Monday, Nov. 16, 1981

Southern Sibs

By T.E. Kalem

CRIMES OF THE HEART by Beth Henley

This is a tale of three sisters. One is a spinster, one is a sexpot, and one is a screwball. The tangled web of relationships they weave possesses sprightly humor, zany logic, folksy warmth and a tincture of poignancy. The author's first full-length play and a Pulitzer prizewinner, Crimes of the Heart is a kind of in-depth soap opera that reveals character even as it unravels situations.

The locale is Hazelhurst, Miss., and the time is "five years after Hurricane Camille," Playwright Henley's little hint that this clan is disaster-prone. Lenny MaGrath (Lizbeth Mackay), the eldest sister, is facing her 30th birthday with "a shrunken ovary" and no gentlemen callers in sight. She is plain of face, finicky in manner and gnawed by self-doubt. She had a heartfelt romance once but skittered away from it in fear and put her emotions in a deep freeze. The kind of event that nails her hysterically to her sun-drenched kitchen wall and illustrates Henley's predilection for bizarre Southern Gothic extravagance is the death of her horse Billy Boy. Her pet since childhood, Billy Boy has recently been struck by lightning. To top that calamity, Old Granddaddy has been hospitalized with "blood vessels popping in his brain."

The sexpot sister Meg (Mary Beth Hurt) knows all about men ("I've had too many") but astonishingly little about herself. She rushed off to Hollywood because Old Granddaddy fostered the delusion that she could be a singing star. She became a pill-popping swinger and had a mental breakdown. The scar tissue shows in hard-boiled mannerisms and a terror of displaying "weakness."

At 24, the youngest sister Babe Botrelle (Mia Dillon) has reached full immaturity. She is out on bail after having shot her husband in the stomach and very nearly killing him. Asked why she did it, Babe replies, "I didn't like his looks." Prior to the attempted murder, Babe had been carrying on an affair with a 15-year-old black boy. Asked to explain that, Babe answers, "I was so lonely and he was gooood."

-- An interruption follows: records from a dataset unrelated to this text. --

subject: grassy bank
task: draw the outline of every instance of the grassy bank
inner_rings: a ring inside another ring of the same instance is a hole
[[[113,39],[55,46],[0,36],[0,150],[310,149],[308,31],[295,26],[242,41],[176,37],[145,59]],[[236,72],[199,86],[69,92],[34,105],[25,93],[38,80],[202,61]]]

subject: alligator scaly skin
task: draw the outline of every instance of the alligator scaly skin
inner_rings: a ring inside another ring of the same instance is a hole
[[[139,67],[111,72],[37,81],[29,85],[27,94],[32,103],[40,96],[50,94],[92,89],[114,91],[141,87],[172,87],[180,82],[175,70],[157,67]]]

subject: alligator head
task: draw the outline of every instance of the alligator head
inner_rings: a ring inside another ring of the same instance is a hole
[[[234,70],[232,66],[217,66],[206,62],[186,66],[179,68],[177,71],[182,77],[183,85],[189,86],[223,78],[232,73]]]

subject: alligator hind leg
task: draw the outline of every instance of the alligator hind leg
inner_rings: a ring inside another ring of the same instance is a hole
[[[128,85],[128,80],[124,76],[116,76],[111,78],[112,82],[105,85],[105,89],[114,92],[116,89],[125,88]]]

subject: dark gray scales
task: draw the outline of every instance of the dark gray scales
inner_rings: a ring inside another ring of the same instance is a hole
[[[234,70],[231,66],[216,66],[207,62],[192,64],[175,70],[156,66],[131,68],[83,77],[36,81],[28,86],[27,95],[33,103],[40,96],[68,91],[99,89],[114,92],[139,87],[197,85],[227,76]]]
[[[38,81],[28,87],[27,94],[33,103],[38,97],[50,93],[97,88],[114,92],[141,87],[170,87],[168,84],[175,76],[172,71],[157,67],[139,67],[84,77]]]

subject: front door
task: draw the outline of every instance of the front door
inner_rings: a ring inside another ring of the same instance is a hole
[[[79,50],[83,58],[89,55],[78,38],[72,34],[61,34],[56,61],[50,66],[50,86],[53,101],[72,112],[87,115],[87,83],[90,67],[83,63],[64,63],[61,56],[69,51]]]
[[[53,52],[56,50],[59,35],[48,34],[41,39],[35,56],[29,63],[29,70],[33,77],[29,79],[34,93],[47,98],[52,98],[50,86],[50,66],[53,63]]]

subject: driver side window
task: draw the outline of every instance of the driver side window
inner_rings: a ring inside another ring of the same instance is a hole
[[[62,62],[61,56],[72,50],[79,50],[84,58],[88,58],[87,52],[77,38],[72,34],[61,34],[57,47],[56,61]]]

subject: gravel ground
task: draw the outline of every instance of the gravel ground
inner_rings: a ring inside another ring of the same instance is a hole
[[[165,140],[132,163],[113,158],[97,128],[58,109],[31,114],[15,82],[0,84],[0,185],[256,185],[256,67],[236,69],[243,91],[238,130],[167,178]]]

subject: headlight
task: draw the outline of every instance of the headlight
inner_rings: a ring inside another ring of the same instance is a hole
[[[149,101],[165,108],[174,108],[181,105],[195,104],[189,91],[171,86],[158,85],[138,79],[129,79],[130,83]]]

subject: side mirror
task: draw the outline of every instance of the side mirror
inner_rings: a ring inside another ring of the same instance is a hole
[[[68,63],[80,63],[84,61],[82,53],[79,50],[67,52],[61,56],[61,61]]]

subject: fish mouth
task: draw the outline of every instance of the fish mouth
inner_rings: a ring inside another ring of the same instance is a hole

What insane lawyer would take such a devil of a case? The sisters find him in an Ole Miss grad (Peter MacNicol) who was smitten with Babe when she once served him pound cake at a church bazaar. Besides, he relishes "personal vendettas."

MacNicol is a comic minefield. His meticulous legalisms are at total variance with his discombobulated manner. He wears his clothes as if they were still on the rack.

He walks like an unstrung robot, and his voice seems to come from a retarded answering service.

Out of such recalcitrant, semitragic, and seemingly implausible materials, Henley wrests combustible spasms of laughter. Perhaps she makes playgoers see their own catastrophes as others see them.

She is lucky to hold ace cards in her casting hand. Mackay, Hurt and Dillon seem to have been born under the same roof, sharing a past, a present and a future.

They give the play a dimension of humanity that redeems the occasional lapse into cliches and arch frivolity. It is interesting to speculate about whether Crimes of the Heart would seem so antic in spirit if its lines were delivered in the brisk, flinty inflections of Bangor, Me., instead of the languorous resonances of Hazelhurst, Miss. But that is idle speculation, since Hazelhurst is so beguiling.